In line with this theory, we have seen that the majority of the SpA registries included in our study ask about pain in more general terms and not about spinal pain specifically. Conversely, since widespread pain has been shown to be a strong predictor of poor outcome [43], and spinal pain is already included in the BASDAI, the registries may also have made an active decision to consider pain more generally. The impact of such cross-registry differences in PROM wording, recall period, and scale on data from pooled analyses has not been investigated.

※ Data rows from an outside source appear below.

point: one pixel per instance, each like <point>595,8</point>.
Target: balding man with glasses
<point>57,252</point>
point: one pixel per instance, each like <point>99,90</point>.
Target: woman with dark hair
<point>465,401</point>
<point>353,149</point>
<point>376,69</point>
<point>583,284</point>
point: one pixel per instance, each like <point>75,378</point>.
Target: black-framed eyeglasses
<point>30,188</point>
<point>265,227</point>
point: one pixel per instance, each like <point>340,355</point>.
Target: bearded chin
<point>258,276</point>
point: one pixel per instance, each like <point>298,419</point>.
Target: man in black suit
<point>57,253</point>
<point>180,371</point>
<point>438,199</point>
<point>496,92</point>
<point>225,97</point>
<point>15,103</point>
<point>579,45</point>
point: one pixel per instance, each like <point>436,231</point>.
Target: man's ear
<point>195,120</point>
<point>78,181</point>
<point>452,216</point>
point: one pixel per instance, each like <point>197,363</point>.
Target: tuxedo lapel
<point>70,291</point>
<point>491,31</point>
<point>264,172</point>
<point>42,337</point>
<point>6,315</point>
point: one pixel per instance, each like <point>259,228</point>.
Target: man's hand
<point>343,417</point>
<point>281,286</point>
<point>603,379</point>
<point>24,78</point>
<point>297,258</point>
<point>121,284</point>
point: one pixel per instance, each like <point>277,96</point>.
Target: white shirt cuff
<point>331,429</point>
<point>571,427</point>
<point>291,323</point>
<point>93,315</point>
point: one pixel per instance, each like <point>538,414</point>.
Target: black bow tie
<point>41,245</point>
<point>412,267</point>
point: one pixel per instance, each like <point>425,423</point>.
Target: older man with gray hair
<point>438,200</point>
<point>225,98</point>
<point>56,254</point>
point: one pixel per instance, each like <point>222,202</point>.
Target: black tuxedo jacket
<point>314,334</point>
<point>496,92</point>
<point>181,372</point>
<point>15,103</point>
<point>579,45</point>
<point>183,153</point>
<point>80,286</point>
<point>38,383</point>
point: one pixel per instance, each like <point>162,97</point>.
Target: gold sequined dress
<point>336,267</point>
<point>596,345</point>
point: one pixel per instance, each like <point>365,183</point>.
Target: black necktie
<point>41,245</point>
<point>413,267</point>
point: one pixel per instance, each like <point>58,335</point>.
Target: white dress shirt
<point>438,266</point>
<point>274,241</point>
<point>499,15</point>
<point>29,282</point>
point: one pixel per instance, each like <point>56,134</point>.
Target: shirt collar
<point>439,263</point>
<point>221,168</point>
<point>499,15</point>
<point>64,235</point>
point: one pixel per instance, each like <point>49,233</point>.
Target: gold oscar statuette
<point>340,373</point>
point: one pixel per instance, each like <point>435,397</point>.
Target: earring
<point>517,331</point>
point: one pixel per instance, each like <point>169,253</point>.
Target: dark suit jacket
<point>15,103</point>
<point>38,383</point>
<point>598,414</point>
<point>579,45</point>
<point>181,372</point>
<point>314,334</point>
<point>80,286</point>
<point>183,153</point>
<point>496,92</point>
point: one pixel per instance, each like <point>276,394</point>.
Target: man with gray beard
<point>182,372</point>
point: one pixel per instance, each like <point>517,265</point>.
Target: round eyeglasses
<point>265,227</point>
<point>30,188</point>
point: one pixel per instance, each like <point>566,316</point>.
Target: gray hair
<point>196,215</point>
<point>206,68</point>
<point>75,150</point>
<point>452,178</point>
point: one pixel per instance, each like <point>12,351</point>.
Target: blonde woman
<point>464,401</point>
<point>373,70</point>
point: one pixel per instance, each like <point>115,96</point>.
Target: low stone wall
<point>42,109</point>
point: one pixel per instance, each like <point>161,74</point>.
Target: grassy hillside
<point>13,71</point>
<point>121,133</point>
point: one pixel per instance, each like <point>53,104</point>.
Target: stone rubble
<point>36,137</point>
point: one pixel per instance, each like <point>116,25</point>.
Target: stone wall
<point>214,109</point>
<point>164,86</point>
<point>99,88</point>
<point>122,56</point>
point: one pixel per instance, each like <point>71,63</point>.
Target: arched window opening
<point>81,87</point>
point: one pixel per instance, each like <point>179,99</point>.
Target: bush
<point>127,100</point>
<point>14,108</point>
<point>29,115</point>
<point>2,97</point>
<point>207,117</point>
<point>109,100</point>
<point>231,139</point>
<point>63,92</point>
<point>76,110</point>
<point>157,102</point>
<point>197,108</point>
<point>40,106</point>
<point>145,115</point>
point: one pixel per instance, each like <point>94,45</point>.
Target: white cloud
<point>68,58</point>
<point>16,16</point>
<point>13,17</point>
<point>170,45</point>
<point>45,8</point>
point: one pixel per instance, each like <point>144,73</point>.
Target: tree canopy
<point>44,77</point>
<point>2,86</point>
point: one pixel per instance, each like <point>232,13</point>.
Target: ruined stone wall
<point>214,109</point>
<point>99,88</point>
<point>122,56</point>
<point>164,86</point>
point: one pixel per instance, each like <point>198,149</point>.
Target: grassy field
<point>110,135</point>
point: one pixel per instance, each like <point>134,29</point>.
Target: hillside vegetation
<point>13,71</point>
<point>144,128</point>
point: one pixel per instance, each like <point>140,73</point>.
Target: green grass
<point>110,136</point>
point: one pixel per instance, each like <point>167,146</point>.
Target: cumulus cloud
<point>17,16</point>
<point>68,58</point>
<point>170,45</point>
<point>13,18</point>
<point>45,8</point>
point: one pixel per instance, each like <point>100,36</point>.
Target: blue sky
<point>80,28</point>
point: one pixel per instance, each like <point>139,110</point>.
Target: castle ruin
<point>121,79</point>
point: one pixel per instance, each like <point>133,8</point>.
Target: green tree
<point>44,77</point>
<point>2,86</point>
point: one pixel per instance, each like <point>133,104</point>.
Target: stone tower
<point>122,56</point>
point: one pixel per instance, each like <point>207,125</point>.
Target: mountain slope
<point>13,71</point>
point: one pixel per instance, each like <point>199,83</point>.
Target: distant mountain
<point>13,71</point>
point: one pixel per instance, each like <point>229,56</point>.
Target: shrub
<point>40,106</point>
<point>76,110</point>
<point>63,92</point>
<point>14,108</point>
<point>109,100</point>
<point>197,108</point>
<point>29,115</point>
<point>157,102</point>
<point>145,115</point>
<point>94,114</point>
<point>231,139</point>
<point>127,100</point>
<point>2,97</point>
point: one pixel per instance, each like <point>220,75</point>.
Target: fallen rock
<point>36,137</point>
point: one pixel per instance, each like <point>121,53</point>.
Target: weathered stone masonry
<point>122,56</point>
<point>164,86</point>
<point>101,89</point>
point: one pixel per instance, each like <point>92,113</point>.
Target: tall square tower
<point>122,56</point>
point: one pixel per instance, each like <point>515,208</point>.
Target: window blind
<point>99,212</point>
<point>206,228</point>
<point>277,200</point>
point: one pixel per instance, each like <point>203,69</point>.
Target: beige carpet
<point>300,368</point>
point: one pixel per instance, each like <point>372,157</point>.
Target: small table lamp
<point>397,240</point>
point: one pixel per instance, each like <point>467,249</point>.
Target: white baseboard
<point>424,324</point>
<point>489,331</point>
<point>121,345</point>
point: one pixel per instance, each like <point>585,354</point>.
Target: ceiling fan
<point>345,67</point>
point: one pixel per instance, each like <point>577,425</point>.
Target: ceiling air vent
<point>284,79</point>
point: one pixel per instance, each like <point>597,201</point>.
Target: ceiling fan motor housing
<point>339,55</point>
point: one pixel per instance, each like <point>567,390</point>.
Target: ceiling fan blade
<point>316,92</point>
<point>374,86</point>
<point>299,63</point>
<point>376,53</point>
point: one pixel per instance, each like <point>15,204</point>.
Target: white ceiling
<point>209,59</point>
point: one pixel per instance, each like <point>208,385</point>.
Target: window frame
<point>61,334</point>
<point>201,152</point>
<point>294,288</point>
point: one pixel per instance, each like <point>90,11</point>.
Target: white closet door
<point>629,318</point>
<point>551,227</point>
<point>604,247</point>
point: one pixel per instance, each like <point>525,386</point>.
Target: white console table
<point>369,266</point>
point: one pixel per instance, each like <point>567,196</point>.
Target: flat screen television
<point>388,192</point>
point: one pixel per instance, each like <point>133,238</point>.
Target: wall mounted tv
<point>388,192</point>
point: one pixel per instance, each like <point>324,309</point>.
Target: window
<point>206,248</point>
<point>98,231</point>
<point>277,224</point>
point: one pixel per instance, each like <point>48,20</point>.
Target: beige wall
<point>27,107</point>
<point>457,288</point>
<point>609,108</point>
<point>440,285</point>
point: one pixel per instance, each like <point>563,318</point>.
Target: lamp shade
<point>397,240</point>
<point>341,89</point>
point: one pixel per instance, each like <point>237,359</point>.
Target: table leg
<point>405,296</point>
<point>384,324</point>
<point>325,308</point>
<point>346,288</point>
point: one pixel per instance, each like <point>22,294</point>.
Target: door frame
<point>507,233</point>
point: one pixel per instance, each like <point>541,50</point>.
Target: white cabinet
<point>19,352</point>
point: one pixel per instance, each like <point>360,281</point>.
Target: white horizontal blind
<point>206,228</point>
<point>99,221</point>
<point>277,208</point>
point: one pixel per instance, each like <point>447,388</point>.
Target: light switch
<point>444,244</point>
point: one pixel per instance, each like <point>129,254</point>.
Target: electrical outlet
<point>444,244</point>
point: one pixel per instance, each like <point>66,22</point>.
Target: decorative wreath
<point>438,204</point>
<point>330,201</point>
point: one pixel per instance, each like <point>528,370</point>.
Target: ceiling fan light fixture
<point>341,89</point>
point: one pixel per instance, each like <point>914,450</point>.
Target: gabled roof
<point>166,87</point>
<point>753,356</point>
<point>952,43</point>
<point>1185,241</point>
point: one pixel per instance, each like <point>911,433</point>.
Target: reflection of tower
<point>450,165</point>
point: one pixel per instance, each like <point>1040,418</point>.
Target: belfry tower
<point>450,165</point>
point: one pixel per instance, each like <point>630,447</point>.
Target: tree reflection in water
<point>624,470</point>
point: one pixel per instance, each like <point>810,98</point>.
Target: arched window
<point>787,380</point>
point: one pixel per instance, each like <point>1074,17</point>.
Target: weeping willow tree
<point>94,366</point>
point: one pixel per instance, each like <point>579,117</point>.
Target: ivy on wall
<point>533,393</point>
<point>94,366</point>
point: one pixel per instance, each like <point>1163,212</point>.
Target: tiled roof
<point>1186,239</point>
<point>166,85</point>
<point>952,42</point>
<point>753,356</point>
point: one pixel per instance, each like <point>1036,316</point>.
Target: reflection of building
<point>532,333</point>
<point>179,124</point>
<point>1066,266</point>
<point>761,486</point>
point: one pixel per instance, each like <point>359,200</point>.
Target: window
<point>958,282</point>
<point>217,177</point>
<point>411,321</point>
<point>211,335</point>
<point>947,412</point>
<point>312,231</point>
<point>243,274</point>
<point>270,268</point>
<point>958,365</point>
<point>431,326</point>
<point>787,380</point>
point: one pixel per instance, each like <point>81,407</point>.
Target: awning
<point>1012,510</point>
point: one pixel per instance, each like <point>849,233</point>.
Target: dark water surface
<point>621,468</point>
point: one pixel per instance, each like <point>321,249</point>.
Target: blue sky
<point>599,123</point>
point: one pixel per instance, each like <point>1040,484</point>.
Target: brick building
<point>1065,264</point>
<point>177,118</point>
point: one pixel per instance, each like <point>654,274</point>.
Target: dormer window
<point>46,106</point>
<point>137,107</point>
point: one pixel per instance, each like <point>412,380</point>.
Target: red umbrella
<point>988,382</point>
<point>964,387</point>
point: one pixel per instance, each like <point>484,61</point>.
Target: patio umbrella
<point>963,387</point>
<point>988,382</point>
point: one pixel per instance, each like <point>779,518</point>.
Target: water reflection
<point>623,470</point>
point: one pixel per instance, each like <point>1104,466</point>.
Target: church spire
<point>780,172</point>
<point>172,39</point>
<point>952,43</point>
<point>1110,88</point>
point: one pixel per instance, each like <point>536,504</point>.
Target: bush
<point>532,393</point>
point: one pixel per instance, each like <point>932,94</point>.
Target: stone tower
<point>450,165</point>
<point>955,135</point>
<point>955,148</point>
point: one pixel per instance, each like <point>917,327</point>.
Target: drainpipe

Some limitations to our study should be noted. First, since the online survey and follow-up interviews were conducted in a small group of experts from each registry, we cannot exclude that the responses might have differed slightly, had other registry experts been assigned the task. This limitation would, however, mainly apply to the areas where we have not presented real data for verification, e.g., in registry set-up (including coverage, funding, and data management), safety, lifestyle, and imaging. Next, since all except one registry (BSRBR-AS in the UK) are non-English, the patient assessments were translated by the registry experts from the original language to English to compare the wording. Such a translation should ideally have been done by a native speaker, who has good knowledge of both languages and then translated back by a similarly knowledgeable bilingual [44]. Furthermore, the study revealed that some key patient variables were collected in all registries, whereas considerable heterogeneity in data availability was observed for other variables. Also, the wording, recall periods, and scales used for patient assessments differed across registries. Finally, we observed variation in data completeness of patient-reported outcomes over time with an increase in recent years, perhaps reflecting a larger emphasis on their relevance.

Conclusions

This study has uncovered considerable variation in the design of axSpA and PsA registries across fifteen countries in Europe. Moreover, differences in the availability and completeness of data in general, and the wording, recall periods, and scales used for patient assessments contributed to the heterogeneity., This study might serve as a basis for examining how differences in the current data collection across registries impact the pooled analyses, thereby informing the potential need for a more unified strategy in future collaborative research.